A couple of weeks ago, I received a Kobo Aura HD for review. Clicking on the link will take you to the Ottawa Sun tech gadgets section where you can find the review.
One of the things I didn’t really comment on in the review is the pricing of the Kobo.
I think it’s a great device but I’m not sure what it’s competing with. Here are the Kobo products with their regular prices as listed at the Kobo website.
Arc: $199 (tablet)
There are regular sales. I’ve seen the Glo for $99 and the mini for $39.

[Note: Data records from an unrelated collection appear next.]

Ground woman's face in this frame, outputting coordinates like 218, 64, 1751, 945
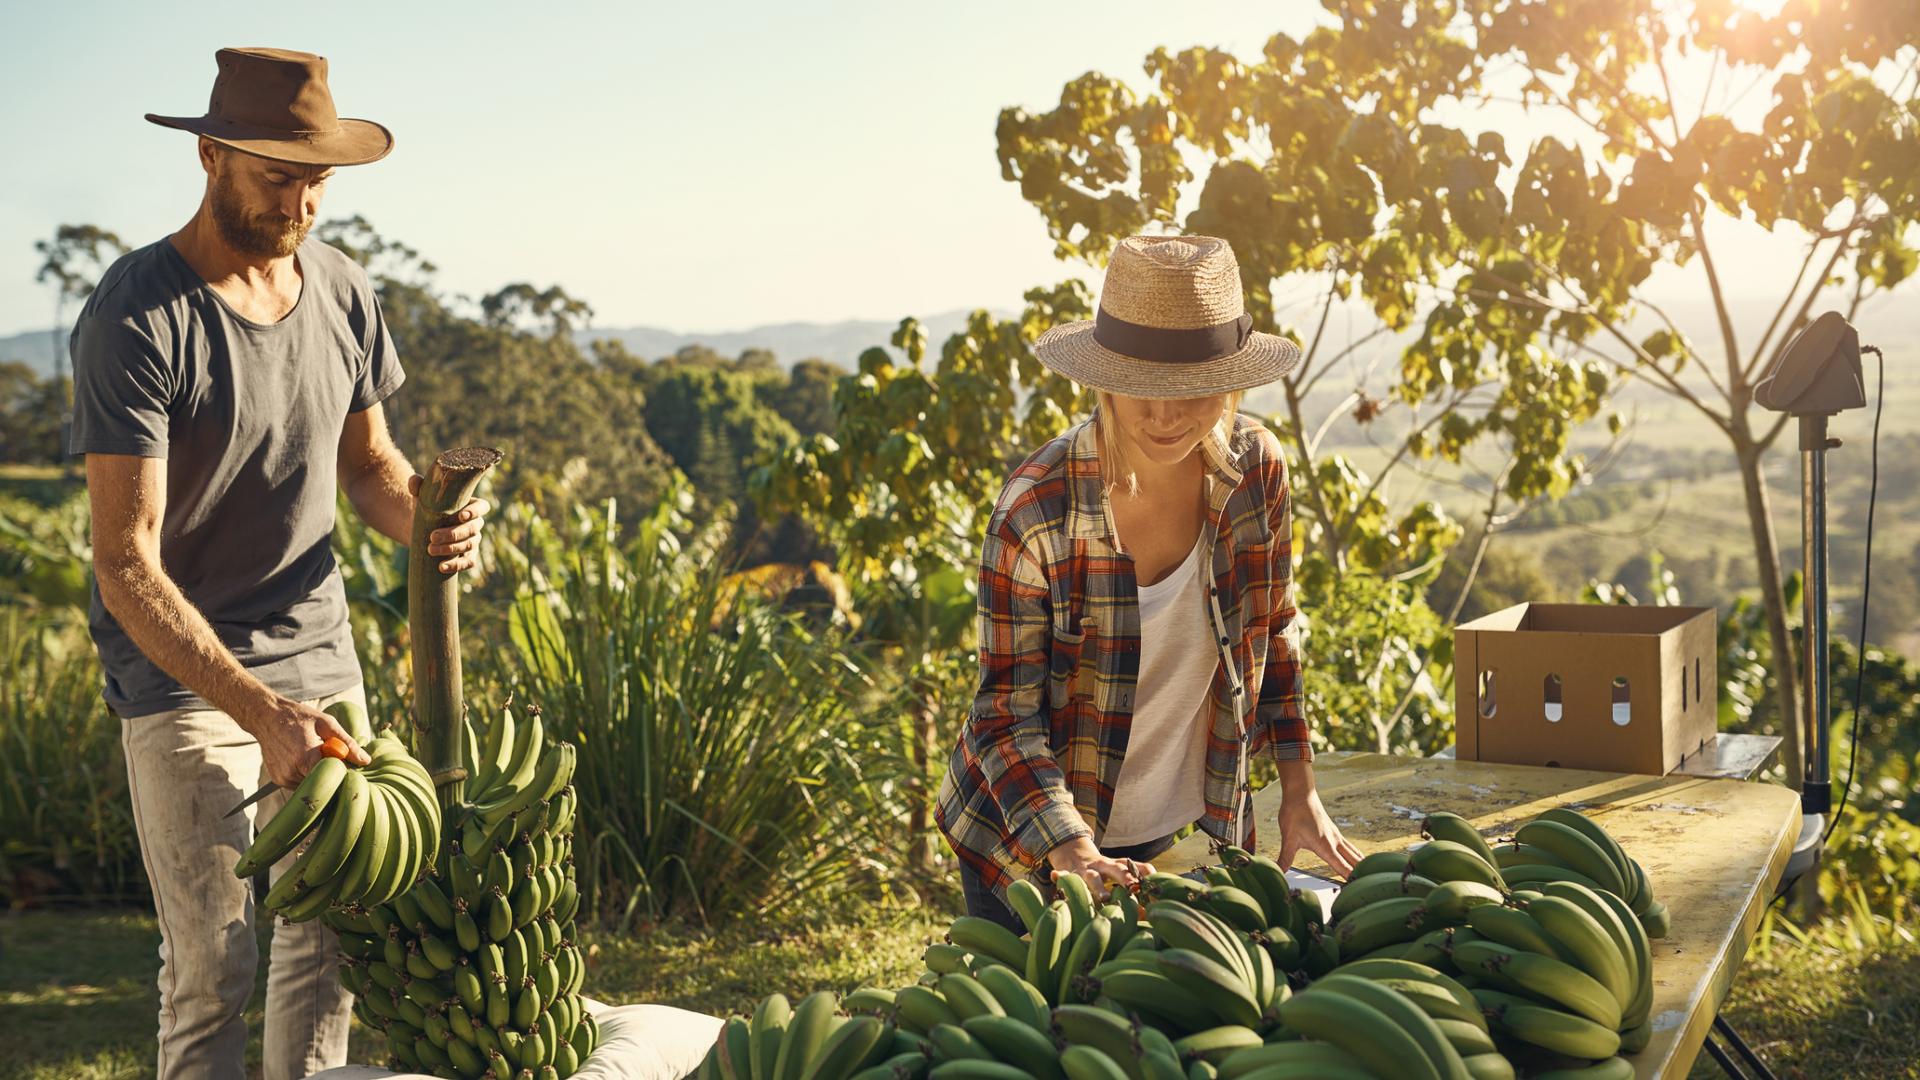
1107, 393, 1228, 466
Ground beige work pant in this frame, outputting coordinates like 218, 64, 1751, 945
122, 683, 366, 1080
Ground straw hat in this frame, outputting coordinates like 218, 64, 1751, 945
1033, 235, 1300, 399
147, 47, 392, 166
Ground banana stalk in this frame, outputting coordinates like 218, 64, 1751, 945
408, 446, 503, 811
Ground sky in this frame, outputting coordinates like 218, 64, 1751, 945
0, 0, 1900, 344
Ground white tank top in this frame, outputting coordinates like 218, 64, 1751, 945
1101, 531, 1215, 847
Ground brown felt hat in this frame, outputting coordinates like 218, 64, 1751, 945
147, 47, 393, 167
1033, 235, 1300, 399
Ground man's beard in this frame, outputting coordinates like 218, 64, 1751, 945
211, 169, 311, 258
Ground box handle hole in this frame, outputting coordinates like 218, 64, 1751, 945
1611, 676, 1631, 726
1543, 673, 1563, 723
1479, 670, 1498, 719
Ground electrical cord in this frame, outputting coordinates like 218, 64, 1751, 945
1820, 342, 1884, 849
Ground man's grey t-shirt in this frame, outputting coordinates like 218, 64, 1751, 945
67, 235, 405, 718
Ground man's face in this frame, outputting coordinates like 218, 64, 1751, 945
206, 144, 333, 258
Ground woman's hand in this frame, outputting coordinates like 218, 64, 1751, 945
1046, 836, 1154, 896
1274, 761, 1363, 879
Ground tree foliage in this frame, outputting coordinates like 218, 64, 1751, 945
996, 0, 1919, 773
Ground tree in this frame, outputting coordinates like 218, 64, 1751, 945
751, 286, 1094, 868
315, 218, 673, 511
764, 357, 846, 437
996, 0, 1920, 788
0, 362, 64, 465
34, 224, 129, 465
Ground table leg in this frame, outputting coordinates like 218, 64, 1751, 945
1710, 1016, 1779, 1080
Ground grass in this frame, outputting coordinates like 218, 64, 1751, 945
0, 896, 957, 1080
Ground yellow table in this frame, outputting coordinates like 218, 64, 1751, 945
1157, 751, 1800, 1079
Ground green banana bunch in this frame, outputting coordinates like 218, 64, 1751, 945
340, 702, 596, 1079
240, 731, 443, 922
1493, 806, 1667, 937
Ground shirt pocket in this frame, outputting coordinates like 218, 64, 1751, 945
1047, 617, 1091, 711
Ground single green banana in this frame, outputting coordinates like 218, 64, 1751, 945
894, 985, 959, 1035
236, 756, 350, 878
1419, 880, 1508, 924
1142, 872, 1211, 905
1373, 977, 1488, 1031
1006, 879, 1048, 933
1198, 886, 1268, 934
1312, 974, 1464, 1080
973, 965, 1050, 1032
927, 1022, 994, 1062
469, 704, 517, 799
1144, 902, 1254, 988
1453, 940, 1622, 1030
773, 990, 837, 1080
1276, 983, 1439, 1080
1588, 885, 1654, 1028
1026, 903, 1068, 997
1467, 903, 1577, 963
716, 1015, 752, 1079
1421, 812, 1501, 869
1347, 850, 1414, 879
801, 1015, 890, 1080
1057, 870, 1096, 939
1408, 840, 1505, 890
1498, 863, 1604, 891
1460, 1052, 1516, 1080
1095, 968, 1220, 1034
949, 915, 1031, 971
1473, 988, 1621, 1059
1333, 895, 1429, 956
1051, 1007, 1142, 1080
1057, 914, 1113, 1004
937, 973, 1006, 1021
1639, 900, 1671, 939
1492, 841, 1566, 870
1431, 1017, 1496, 1057
1527, 895, 1632, 1012
929, 1060, 1036, 1080
1331, 871, 1439, 922
1170, 1025, 1263, 1064
1154, 948, 1260, 1029
1514, 820, 1626, 898
1056, 1045, 1130, 1080
1536, 808, 1631, 891
1215, 1040, 1370, 1078
962, 1015, 1065, 1080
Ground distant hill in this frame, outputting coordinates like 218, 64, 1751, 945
0, 308, 1010, 378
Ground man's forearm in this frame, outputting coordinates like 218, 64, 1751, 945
97, 557, 280, 728
345, 445, 416, 544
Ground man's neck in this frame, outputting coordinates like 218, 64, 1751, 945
169, 207, 298, 291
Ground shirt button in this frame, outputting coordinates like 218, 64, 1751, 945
1219, 636, 1230, 647
1233, 686, 1244, 697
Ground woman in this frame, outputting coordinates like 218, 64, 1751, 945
934, 234, 1361, 930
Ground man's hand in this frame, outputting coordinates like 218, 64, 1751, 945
409, 474, 490, 574
1046, 835, 1155, 896
1274, 761, 1363, 879
249, 697, 371, 788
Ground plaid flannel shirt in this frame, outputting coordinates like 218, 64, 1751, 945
935, 408, 1311, 900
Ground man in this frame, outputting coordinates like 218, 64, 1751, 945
67, 47, 486, 1080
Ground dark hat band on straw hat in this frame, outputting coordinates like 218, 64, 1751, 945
1092, 308, 1256, 365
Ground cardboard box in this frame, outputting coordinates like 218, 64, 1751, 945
1454, 603, 1717, 776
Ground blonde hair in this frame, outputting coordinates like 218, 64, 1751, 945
1094, 390, 1245, 500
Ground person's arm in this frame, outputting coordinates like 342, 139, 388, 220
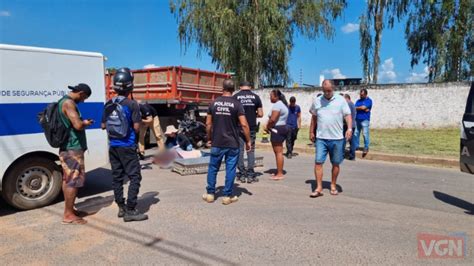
344, 114, 353, 140
101, 112, 106, 130
206, 114, 212, 145
310, 115, 317, 142
365, 99, 373, 112
63, 100, 92, 130
256, 107, 263, 118
309, 99, 318, 142
142, 116, 153, 124
356, 105, 367, 111
342, 101, 352, 140
131, 102, 142, 134
101, 102, 109, 130
238, 115, 251, 151
266, 110, 280, 131
297, 108, 302, 129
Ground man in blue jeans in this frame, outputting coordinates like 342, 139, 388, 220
203, 79, 251, 205
354, 89, 373, 158
309, 80, 352, 198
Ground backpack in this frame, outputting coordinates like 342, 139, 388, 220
37, 99, 70, 148
104, 96, 129, 139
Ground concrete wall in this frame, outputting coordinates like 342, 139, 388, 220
253, 82, 471, 129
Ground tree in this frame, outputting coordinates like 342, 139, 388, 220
404, 0, 473, 82
359, 0, 408, 84
170, 0, 346, 88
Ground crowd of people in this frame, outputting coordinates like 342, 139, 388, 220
204, 79, 373, 203
56, 69, 373, 224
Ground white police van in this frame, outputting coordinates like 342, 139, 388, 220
0, 44, 108, 209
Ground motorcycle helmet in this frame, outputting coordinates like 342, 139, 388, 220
116, 67, 132, 74
113, 67, 134, 92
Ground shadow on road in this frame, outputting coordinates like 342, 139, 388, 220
78, 168, 114, 198
0, 199, 16, 217
0, 167, 113, 217
264, 169, 288, 175
136, 191, 160, 214
305, 180, 343, 193
215, 184, 253, 198
75, 191, 160, 217
433, 190, 474, 215
40, 206, 237, 265
75, 195, 115, 216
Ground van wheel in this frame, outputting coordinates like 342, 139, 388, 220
2, 157, 62, 210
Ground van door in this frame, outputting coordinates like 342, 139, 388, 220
461, 82, 474, 174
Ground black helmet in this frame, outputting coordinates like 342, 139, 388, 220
116, 67, 132, 74
113, 68, 134, 92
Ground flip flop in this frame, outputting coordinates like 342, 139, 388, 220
330, 189, 339, 196
310, 191, 324, 198
269, 174, 285, 181
62, 217, 87, 225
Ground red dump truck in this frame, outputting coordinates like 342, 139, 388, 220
105, 66, 230, 147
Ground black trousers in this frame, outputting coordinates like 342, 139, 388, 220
286, 127, 299, 155
109, 146, 142, 209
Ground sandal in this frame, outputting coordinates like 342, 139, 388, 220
62, 217, 88, 225
330, 189, 339, 196
310, 191, 324, 198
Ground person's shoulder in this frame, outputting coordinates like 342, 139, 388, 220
275, 100, 286, 108
62, 98, 75, 107
123, 98, 139, 108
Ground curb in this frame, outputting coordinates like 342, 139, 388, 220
255, 143, 459, 169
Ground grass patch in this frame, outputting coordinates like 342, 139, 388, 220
258, 127, 459, 158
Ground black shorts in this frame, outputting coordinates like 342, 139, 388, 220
270, 125, 289, 144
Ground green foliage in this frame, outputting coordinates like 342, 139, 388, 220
106, 67, 117, 74
404, 0, 473, 82
359, 0, 409, 84
170, 0, 346, 87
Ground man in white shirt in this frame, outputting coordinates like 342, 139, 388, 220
309, 80, 352, 198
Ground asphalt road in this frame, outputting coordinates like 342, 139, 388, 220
1, 151, 473, 265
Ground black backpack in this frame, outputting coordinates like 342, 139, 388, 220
37, 99, 70, 148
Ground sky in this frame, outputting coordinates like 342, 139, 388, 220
0, 0, 429, 86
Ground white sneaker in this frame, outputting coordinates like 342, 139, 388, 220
222, 196, 238, 205
202, 193, 215, 203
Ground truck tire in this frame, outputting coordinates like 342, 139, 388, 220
2, 157, 62, 210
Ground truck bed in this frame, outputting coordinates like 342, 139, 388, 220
106, 66, 230, 105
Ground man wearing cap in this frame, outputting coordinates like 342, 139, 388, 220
138, 101, 165, 160
58, 83, 94, 225
233, 81, 263, 183
164, 125, 192, 150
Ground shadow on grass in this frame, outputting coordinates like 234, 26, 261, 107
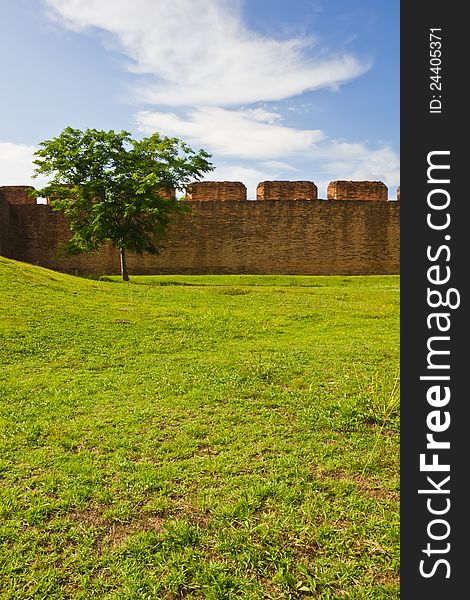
82, 275, 197, 286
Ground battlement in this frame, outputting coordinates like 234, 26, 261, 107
327, 180, 388, 201
186, 181, 247, 201
0, 180, 398, 205
256, 181, 318, 201
0, 185, 36, 205
0, 179, 400, 276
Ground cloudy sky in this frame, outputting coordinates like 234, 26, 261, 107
0, 0, 399, 199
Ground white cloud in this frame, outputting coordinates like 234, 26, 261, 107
36, 1, 398, 197
261, 161, 299, 172
0, 142, 51, 201
136, 107, 399, 193
0, 142, 38, 186
320, 141, 400, 189
0, 141, 47, 204
43, 0, 370, 106
136, 107, 324, 159
205, 164, 281, 199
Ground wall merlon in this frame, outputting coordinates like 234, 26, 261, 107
159, 187, 177, 200
327, 180, 388, 201
256, 181, 318, 201
186, 181, 247, 201
0, 186, 36, 205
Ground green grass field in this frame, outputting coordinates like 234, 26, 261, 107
0, 257, 399, 599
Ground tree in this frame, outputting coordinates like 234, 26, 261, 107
32, 127, 213, 281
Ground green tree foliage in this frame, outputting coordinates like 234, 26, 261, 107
32, 127, 213, 280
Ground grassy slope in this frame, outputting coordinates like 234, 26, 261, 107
0, 257, 399, 599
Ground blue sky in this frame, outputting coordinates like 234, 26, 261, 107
0, 0, 399, 199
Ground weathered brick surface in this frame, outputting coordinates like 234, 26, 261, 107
7, 204, 120, 273
159, 187, 177, 200
256, 181, 317, 201
4, 200, 400, 276
0, 186, 36, 205
0, 196, 10, 256
327, 181, 388, 201
186, 181, 246, 201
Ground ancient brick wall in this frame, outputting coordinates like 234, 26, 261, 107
5, 204, 119, 273
186, 181, 246, 201
128, 200, 399, 275
256, 181, 317, 201
327, 180, 388, 201
0, 186, 36, 205
0, 180, 400, 275
0, 196, 10, 257
2, 197, 400, 276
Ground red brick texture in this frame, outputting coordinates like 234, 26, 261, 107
327, 180, 388, 201
186, 181, 247, 201
0, 195, 10, 256
256, 181, 317, 201
0, 186, 36, 205
1, 198, 400, 276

The Glo competes with the Kindle Paperwhite. The Touch competes with the Kindle Touch. The mini is by itself and probably aims to capture a small segment of the market that doesn’t mind reading on a small device or is looking for a second device for travel.
The Arc competes with the Kindle Fire and Google’s tablet. So that leaves the Aura. What similar device is it competing with? As far as a I can tell, the Aura is $20 more than the Glo and the only real obvious difference is the HD. The HD is noticeable. Screen resolution is beautiful, but we’re still talking black and white text. Is it really much better than the Glo? Yes, the Aura has more storage than the Glo, a little more screen space. But is the reading experience that much better than you should spend an extra $40?
If you want HD, a zippy processor and good storage space, why not spend $30 more and get the Arc? Yes, it’s a little thicker and heavier but still more than manageable as an e-reader. And if you want to read newspapers or magazines on your e-reader, you’ll get them in full colour. You want to check e-mail, it’s a lot easier on the Arc than it is on the Aura.
At the end of the day, if money isn’t an issue, and all you want is an e-reader, I think the Kobo Aura is the best device. But for a lot of people, money is an issue.
I like that Kobo has products that can compete with Kindle and Sony. They match up quite well. As I wrote in my review, if I needed a new e-reader, I’d buy the Kobo. I’m just not sure what it’s competing with. Perhaps that’s what Kobo wanted — a device in its own category.